Some Ultra Messaging® configuration options are related in ways that might not be immediately apparent. Changing the value for one option without adjusting its related option can cause problems such as NAK storms, tail loss, etc. This section identifies these relationships and recommends a best practice for setting the interrelated options.
The following sections discuss configuration option relationships.
The NAK generation interval should be sufficiently longer than the NAK backoff interval so that the source, after receiving the first NAK from a receiver, has time to retransmit the missing datagram and prevent a NAK storm from all receivers. LBTRM, LBTRU, and MIM all use NAK generation and backoff intervals. The NAK behavior for all transports is the same.
Interrelated Options:
Recommendation:
Set the NAK generation interval to at least 2x the NAK backoff interval.
For more, see also Transport LBT-RM Reliability Options, Transport LBT-RU Reliability Options, or Multicast Immediate Messaging Reliability Options.
Example:
# # +------------------------------------------------------------------------------+ # | To avoid NAK storms, set NAK generation interval to at least 2x the | # | NAK backoff interval. | # +------------------------------------------------------------------------------+ # receiver transport_lbtrm_nak_backoff_interval 200 receiver transport_lbtrm_nak_generation_interval 10000
Tail loss describes a situation where the last few messages sent by a publisher before it exits are not received by a subscriber. A TSNI active threshold that is too small relative to the TSNI and/or NAK generation interval may cause tail loss, especially with ordered delivery.
Interrelated Options:
Recommendation:
set the TSNI active threshold to at least 4x the topic sequence number info interval (TSNI) plus the NAK generation interval.

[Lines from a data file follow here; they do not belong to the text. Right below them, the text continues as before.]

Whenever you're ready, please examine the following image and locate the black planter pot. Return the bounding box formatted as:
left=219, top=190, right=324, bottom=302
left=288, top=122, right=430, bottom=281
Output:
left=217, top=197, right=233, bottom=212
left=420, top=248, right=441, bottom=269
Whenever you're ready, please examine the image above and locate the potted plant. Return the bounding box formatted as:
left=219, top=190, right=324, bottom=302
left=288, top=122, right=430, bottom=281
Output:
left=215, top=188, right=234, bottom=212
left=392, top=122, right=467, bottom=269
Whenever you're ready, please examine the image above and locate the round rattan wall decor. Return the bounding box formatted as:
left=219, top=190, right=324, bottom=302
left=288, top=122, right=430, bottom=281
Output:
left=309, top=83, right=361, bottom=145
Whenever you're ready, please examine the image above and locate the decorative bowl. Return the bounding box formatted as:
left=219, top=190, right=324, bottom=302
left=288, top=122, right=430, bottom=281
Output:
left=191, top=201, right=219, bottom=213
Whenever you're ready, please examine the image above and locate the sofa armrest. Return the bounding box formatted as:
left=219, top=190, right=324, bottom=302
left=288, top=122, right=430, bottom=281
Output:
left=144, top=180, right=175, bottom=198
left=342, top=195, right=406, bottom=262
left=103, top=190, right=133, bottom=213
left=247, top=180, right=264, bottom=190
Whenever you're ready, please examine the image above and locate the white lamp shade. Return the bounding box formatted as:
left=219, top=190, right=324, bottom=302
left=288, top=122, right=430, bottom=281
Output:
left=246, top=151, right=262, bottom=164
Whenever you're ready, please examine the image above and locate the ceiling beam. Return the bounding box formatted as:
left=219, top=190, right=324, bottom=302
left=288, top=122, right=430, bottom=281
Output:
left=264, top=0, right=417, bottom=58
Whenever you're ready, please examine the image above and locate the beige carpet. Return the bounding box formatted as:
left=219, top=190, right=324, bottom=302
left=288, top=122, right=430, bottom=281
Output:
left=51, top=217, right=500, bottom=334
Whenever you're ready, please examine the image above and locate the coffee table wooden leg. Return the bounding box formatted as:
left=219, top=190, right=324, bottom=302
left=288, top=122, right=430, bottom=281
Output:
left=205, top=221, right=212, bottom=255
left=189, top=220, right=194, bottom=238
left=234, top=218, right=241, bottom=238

For more, see Transport LBT-RM Reliability Options or Transport LBT-RU Reliability Options.
Example:
# # +-------------------------------------------------------------------------------+ # | To avoid tail loss, set transport_topic_sequence_number_info_active_threshold | # | to at least the sum of 4x the topic sequence number interval plus the NAK | # | generation interval. | # | NOTE: resolver_active_threshold is in seconds. | # +-------------------------------------------------------------------------------+ # source transport_topic_sequence_number_info_interval 2000 receiver transport_lbtrm_nak_generation_interval 10000 source transport_topic_sequence_number_info_active_threshold 60
With an LBT-IPC transport, an activity timeout that is too small relative to the session message interval may cause receiver deafness. If a timeout is too short, the keepalive messages might not be received in time to prevent the receiver from being deleted or disconnecting because the source appears to be gone.
Interrelated Options:
Recommendations:
set the activity timeout to at least 2x the session message interval
For more, see Transport LBT-IPC Operation Options.
Example:
# # +------------------------------------------------------------------------------+ # | To avoid receiver deafness: | # | - set client activity timeout to at least 2x the acknowledgement interval. | # | - set activity timeout to at least 2x the session message interval. | # +------------------------------------------------------------------------------+ # receiver transport_lbtipc_activity_timeout 60000 source transport_lbtipc_sm_interval 10000
An LBT-RM or LBT-RU receiver-side quiescent timeout may delete a transport session that a source is still active on. This can happen if the timeout is too short relative to the source's interval between session messages (which serve as a session keepalive).
Interrelated Options:
Recommendations:
set the receiver LBT-RM or LBT-RU activity timeout to at least 3x the source session message maximum interval
For more, see Transport LBT-RM Operation Options or Transport LBT-RU Operation Options.
Example:
# # +------------------------------------------------------------------------------+ # | To avoid erroneous session timeouts, set receiver transport activity | # | timeout to at least 3x the source session message maximum interval. | # +------------------------------------------------------------------------------+ # receiver transport_lbtrm_activity_timeout 60000 source transport_lbtrm_sm_maximum_interval 10000 receiver transport_lbtru_activity_timeout 60000 source transport_lbtru_sm_maximum_interval 10000
Sometimes it is easy to accidentally reverse the low and high values for LBT-RM multicast addresses, which actually creates a very large range. Aside from excluding intended addresses, this can cause error conditions.
Interrelated Options:
Recommendations:
ensure that the intended low and high values for LBT-RM multicast addresses are not reversed
For more, see Transport LBT-RM Network Options.
Example:
# # +------------------------------------------------------------------------------+ # | To avoid incorrect LBT-RM multicast address ranges, ensure that you have not | # | reversed the low and high values. | # +------------------------------------------------------------------------------+ # context transport_lbtrm_multicast_address_low 224.10.10.10 context transport_lbtrm_multicast_address_high 224.10.10.14
Note: These interrelations apply only to the Ultra Messaging Persistence or Ultra Messaging Queuing Edition.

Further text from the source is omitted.